Paul sat down beside him. He wanted to protect Ian, to erase all the wrong that had been done to him, and to keep it from ever happening again. A strand of hair had fallen across Ian’s face. Paul reached over and tucked it back behind his ear. Then, with his thumb, he traced the line of Ian’s cheekbone, and then the line of his lower lip.
“My angel,” he said.
He leaned in and allowed his lips to nearly brush Ian’s. He hesitated and leaned back enough to allow Ian’s face to come into focus. His eyes were full of expectation, his soft lips slightly parted. Paul leaned in again, and this time their lips touched, tentatively at first. Ian responded, gently teasing Paul’s lips with his own. An invitation and an answer. It was natural—the first time and yet not the first time—because this moment had been practiced so often in fantasy. Yet the fantasies were no preparation. Paul’s imagination hadn’t the talent to get it right. He’d focused on the lips and the tongue and the building sense of arousal. But he’d neglected to include all of the senses and all of the emotions. He’d failed to include the sense of smell, the musky, smoky scent of Ian. He’d failed to imagine the twinge of fear and anxiety and the open space it created inside when he let it go. He’d failed to fully include his sense of hearing, the small short breaths and long sighs so close to his ear. He’d focused too much on his mind and his thoughts, which he now released completely. They got lost in each other, lost in the dance. Paul ran his fingers through Ian’s hair. He felt Ian’s hands exploring his back and shoulders. For a moment, he seemed to disappear into pure sensation and emotion.

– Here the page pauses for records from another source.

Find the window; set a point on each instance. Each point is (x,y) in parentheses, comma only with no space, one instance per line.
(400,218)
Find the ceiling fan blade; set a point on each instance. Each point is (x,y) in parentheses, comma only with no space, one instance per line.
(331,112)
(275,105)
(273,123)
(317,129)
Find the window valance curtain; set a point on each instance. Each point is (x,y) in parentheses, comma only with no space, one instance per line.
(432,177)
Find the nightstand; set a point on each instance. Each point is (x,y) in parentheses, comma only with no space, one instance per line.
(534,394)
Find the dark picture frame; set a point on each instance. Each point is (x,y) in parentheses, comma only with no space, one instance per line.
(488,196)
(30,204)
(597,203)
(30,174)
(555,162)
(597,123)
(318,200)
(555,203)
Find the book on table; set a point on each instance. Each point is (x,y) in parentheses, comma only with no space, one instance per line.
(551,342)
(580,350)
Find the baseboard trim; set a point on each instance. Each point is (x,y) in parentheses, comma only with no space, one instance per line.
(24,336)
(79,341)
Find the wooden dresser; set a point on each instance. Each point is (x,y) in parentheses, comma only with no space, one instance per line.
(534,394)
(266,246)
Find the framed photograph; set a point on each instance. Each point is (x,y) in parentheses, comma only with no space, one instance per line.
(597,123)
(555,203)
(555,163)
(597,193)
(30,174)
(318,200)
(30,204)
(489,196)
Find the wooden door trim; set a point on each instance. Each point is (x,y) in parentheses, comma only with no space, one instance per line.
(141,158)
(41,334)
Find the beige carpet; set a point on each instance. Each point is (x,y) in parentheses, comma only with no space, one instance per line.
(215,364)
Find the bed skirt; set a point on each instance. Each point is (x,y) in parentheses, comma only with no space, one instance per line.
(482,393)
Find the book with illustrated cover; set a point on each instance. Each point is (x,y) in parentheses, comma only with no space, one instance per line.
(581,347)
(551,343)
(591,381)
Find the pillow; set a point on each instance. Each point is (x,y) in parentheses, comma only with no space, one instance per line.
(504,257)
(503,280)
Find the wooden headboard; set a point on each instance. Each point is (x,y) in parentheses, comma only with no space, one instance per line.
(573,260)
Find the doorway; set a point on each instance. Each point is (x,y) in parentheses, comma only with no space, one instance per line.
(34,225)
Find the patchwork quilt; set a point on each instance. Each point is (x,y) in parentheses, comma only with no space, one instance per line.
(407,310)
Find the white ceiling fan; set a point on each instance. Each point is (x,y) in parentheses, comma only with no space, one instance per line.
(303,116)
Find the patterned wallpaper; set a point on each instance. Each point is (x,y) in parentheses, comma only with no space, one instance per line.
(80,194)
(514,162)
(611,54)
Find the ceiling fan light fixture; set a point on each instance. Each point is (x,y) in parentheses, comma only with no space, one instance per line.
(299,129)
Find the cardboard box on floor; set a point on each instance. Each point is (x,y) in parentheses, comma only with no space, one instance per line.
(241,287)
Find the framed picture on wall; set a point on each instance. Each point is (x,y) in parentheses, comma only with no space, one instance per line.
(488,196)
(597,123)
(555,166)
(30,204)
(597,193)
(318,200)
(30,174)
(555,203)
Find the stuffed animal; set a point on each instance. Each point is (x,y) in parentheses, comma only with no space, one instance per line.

He was startled when he heard words; his intellect was hardly prepared. “Should we go to your room?” Ian asked. Without waiting for Paul’s answer, he stood up and put out his hand. “Come on,” he said.
Paul didn’t move.
“Don’t worry,” Ian said. “I promise I’ll remember it in the morning.”
Paul smiled. Then he stood up and took Ian’s hand.
After months of anticipation, Paul would have liked to have made love with a passionate fire or to have melted into Ian so fully that they did not know where one ended and the other began. The sex was clumsy, uncoordinated, and inelegant, but it didn’t matter. They touched each other, they embraced and they laughed, and it was one of the most intimate experiences either had had in a long time.
We
These days we tend to think of snowcapped mountains as a peaceful, spiritual place. The serene spot where the Earth meets Heaven, a fitting home for angels. In earlier times, though, sinister beings populated the high peaks. Trolls, flying dragons, and witches were all said to live in the mountains.
In 1555, a Swiss naturalist named Conrad Gesner sought to prove that there were no monsters. He climbed Mount Pilatus to confront the ghost of Pontius Pilate, which was said to haunt Lake Pilatus. Gesner and a friend tossed stones into the waters of the lake, a deliberate provocation. The earth did not tremble; the skies did not erupt with thunder and lightning; there was no cataclysm of any kind. After that, Westerners began to release their fears about monsters on the mountains.
Paul woke up first. He felt warm and relaxed as he watched Ian sleep. He was on his side, facing Paul, with the sheets down around his waist. All of the anxiety and worry were gone. He had made his choice, and there was no turning back. He reached out and gently touched Ian’s face, tracing a light path along his cheekbone. Ian twitched, as though a fly h
ad landed on him. His eyes opened. When he saw Paul looking back at him, Ian smiled.
“Hi,” he whispered.
“Hi,” Paul whispered back. “Are you hungry? I have eggs, bacon, oatmeal. I might have some yogurt.”
“Do you have Lucky Charms?”
“Lucky Charms?”
“I like the little marshmallows.”
Paul laughed. Somehow he never imagined in his life he’d be in bed with a naked man talking about sugared cereal.